EDGE tax credit program expires, but extension passes Illinois House

EDGE tax credit program expires, but extension passes Illinois House

Illinois’ EDGE tax credit program expired April 30; however, proponents of EDGE have passed a one-month extension in the Illinois House of Representatives.

The Economic Development for a Growing Economy, or EDGE, tax credit program expired April 30. However, lawmakers who support EDGE are working to keep the program alive. House Bill 1125, which passed the Illinois House April 28, would extend EDGE until May 31, 2017.

The EDGE program is intended to provide incentives to companies to create new jobs in Illinois by giving them tax credits for new hires. But the program’s efficacy is questionable. Since the program started in 2001, EDGE has spent more than $1.3 billion in tax credits for politically connected companies. EDGE’s advocates claim the program has created at least 34,000 jobs in Illinois, but despite all those taxpayer dollars, Illinois is still nearly 20,000 jobs short of the peak employment it achieved in September 2000.

EDGE has a sunset provision and was originally scheduled to end permanently Dec. 31, 2016. But in January 2017, lawmakers and Gov.
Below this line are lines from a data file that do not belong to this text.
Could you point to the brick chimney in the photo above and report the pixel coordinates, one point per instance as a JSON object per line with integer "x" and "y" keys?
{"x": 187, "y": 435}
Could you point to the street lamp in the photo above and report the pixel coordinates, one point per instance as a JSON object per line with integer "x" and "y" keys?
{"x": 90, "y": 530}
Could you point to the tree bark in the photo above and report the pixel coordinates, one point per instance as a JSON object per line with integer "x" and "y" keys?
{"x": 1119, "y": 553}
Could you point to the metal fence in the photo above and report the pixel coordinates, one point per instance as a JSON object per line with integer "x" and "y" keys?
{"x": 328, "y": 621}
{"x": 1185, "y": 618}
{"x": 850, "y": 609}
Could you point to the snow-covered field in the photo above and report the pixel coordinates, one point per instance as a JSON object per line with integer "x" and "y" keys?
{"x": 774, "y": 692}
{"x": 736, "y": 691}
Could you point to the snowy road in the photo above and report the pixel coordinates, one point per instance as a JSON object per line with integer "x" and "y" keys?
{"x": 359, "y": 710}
Bruce Rauner extended EDGE’s expiration date to April 30.

The chief sponsor of HB 1125 is state Rep. Natalie Manley, D-Joliet, although House Speaker Mike Madigan originally filed the bill in January 2017. While HB 1125 passed the House April 28, it cannot make it to the other chamber until the Senate reconvenes May 2.
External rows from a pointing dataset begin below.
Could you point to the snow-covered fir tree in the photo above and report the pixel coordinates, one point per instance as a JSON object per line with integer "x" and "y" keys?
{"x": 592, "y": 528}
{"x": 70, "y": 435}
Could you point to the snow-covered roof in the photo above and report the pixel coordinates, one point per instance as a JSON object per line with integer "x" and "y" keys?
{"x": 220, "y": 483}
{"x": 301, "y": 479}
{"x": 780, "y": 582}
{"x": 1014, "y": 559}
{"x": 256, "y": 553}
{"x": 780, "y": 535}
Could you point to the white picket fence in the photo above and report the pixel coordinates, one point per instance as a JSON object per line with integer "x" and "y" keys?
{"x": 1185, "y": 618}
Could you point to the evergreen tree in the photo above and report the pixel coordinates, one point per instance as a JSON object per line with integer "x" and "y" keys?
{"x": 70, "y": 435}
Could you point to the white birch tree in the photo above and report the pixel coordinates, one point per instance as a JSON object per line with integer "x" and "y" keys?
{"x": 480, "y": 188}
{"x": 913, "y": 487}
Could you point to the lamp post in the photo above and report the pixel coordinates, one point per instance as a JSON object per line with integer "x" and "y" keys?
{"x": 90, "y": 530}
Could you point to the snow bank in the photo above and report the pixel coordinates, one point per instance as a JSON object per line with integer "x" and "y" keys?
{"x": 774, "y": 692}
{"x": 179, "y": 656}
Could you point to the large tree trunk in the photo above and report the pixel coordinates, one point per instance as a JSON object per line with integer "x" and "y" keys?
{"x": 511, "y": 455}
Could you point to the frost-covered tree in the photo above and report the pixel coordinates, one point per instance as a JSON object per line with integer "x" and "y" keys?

The vote to extend EDGE won in a landslide with 107 yes votes to only three nays. Two Republicans and one Democrat voted against the measure: state Rep. Scott Drury, D-Highwood, state Rep. David McSweeney, R-Barrington Hills and state Rep. Mark Batinick, R-Plainfield.
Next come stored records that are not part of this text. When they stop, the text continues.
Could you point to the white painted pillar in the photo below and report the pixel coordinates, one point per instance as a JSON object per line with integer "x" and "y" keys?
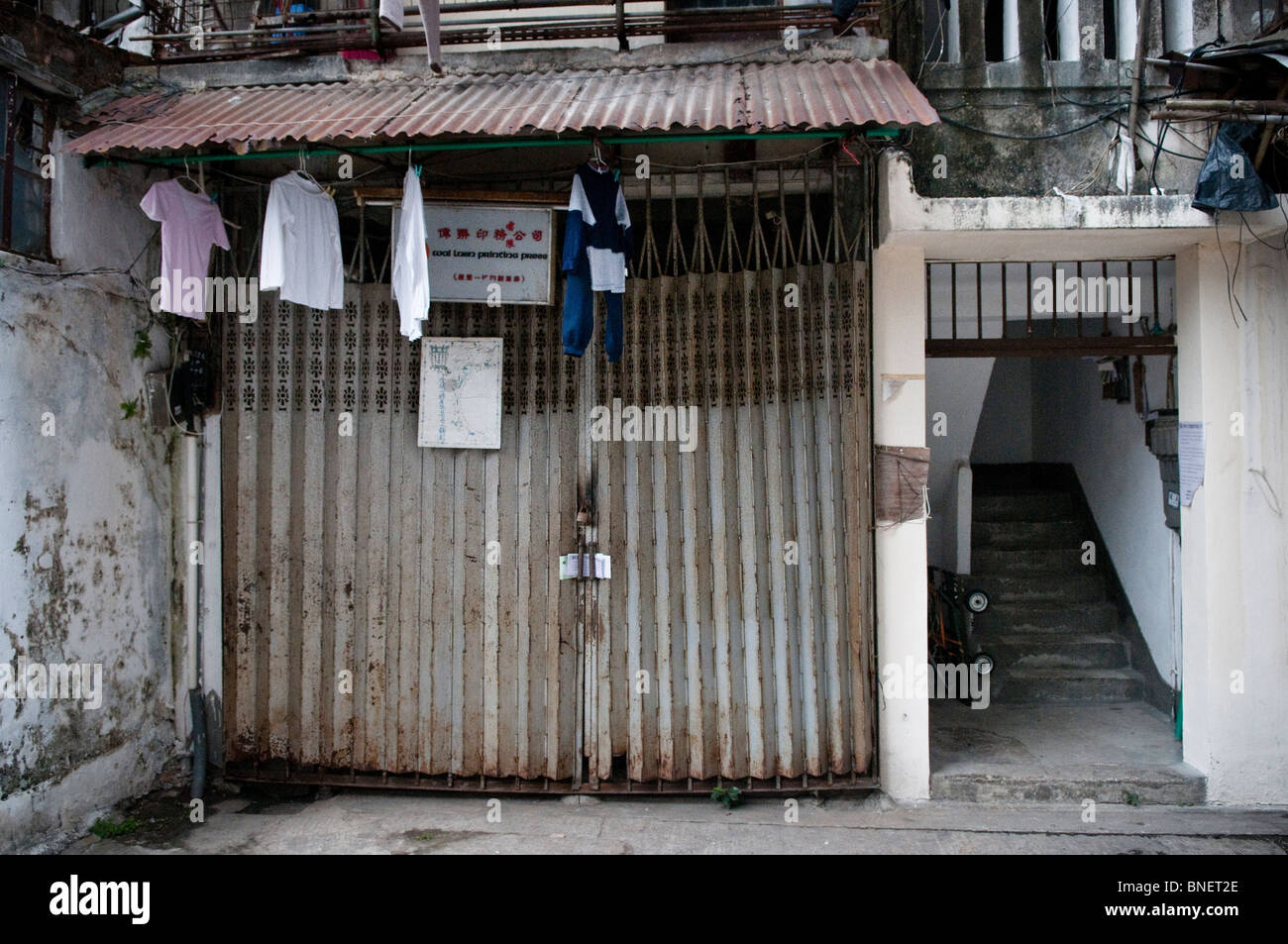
{"x": 953, "y": 30}
{"x": 965, "y": 483}
{"x": 1211, "y": 543}
{"x": 1068, "y": 31}
{"x": 1126, "y": 29}
{"x": 1180, "y": 25}
{"x": 898, "y": 348}
{"x": 1010, "y": 30}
“Big companies are getting these tax breaks,” McSweeney told the Alton Daily News. “I want big companies to come to Illinois, but small businesses are creating 80 percent of the jobs. Why are we picking winners and losers? Government officials cannot pick winners and losers.”

And while multibillion-dollar companies like Amazon receive continue to receive tax breaks from the state, Illinois residents face some of the highest property taxes in the nation and some of the slowest economic growth in the country.

Rather than continue selective tax breaks for the politically connected, Illinois lawmakers should focus on passing real tax relief for all residents and businesses and implementing pro-growth reforms that would make Illinois an attractive state for a wide range of job creators.